Economies are cyclical and you could say that recessions are inevitable – the cycle of boom/bust is simply how economies work. It is impossible to say what would have happened if the banking system had avoided collapse in 2008, but a recession was due anyway!
The economy is clearly vulnerable to shocks and it is hard to predict events accurately. The Irish economy is a good example (Google a graph of its growth in the 90s/00s! A staggering 350% increase), was overheating from such a massive boom long before the fall in housing prices in the US undermined the banks on a global level.
Managing the economic cycle
During a boom, aggregate demand is growing strongly and businesses respond by investing. Inflation may occur. Employers will be searching for people with scarce skills and wages might be pushed up.
The threat of inflation will trigger moves to reduce aggregate demand.

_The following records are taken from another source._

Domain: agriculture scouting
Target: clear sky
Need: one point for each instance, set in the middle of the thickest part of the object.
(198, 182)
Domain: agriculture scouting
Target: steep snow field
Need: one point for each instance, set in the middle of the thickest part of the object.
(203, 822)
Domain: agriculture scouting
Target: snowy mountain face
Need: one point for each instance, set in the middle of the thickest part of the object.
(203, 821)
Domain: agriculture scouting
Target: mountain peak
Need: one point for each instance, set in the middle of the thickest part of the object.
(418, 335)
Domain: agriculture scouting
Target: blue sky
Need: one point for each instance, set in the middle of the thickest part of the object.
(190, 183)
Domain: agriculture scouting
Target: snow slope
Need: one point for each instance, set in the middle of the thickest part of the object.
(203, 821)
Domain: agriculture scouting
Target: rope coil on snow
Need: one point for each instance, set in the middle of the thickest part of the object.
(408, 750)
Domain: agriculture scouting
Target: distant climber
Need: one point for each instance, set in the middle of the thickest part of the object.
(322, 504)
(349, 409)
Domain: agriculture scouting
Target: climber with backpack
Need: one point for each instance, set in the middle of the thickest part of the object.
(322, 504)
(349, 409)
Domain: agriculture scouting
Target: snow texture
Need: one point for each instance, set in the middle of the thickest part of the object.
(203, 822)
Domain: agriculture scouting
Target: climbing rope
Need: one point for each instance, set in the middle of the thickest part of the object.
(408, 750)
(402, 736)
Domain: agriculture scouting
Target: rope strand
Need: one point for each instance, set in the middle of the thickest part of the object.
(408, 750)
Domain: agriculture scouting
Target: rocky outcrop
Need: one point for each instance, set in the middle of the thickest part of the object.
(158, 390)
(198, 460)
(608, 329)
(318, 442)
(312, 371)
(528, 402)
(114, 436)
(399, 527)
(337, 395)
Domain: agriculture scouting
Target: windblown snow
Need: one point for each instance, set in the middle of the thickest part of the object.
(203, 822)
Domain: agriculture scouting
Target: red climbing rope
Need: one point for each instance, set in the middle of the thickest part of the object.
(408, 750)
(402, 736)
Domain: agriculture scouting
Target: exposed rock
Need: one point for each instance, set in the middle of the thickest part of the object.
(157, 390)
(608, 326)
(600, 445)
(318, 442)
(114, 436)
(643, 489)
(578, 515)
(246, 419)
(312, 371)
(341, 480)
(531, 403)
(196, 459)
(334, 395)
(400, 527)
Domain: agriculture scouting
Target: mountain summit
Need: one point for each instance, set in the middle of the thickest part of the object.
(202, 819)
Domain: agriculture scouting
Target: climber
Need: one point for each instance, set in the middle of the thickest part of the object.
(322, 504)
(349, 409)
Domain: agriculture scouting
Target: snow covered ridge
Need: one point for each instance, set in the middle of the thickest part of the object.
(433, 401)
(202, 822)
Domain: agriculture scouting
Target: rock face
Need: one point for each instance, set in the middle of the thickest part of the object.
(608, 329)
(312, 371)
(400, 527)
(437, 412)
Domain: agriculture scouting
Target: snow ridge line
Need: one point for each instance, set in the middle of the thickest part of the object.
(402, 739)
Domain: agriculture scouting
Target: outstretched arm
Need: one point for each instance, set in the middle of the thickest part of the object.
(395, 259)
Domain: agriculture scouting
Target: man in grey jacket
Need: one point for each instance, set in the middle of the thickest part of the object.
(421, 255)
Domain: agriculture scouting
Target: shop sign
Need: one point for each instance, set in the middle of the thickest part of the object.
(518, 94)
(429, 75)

Initially the objective will be to make demand grow less fast – to prevent the economy from overheating. This has been the ‘sustainable approach’ of Mr Brown and the MPC during the ‘naught-ies’ prior to 2008.
A recession will affect firms in different ways. Demand may fall and cash flow will suffer. Businesses may try to cut costs (thus redundancies and outsourcing). Firms will be increasing dependent on external sources of finance and adversely affected by MPC interest rate changes.
Profits may fall, reducing retained profits and investment. Firms maybe reluctant to invest when demand is falling anyway. Suppliers will be affected too. Firms in construction and engineering sectors are especially vulnerable.
All of these trends are, collectively, going to reduce aggregate demand further!
A key aim of gov policies is to keep the economy stable. Cyclical fluctuations increase uncertainty and make it harder for businesses to plan for the future. They prevent governments from reaching their 4 macro-economic objectives.
Contractionary policies will be used to tackle a boom if an economy is overheating. This will, of course, slow down economic growth – but if implemented at the correct time will make that growth sustainable in the long-run.
Expansionary policies will be used to stimulate an economy that is stagnating. Subsequently aggregate demand will be moderately increased. For an economy which is actually in recession (defined officially as two consecutive quarters of falling output) the expansionary measures should be more robust.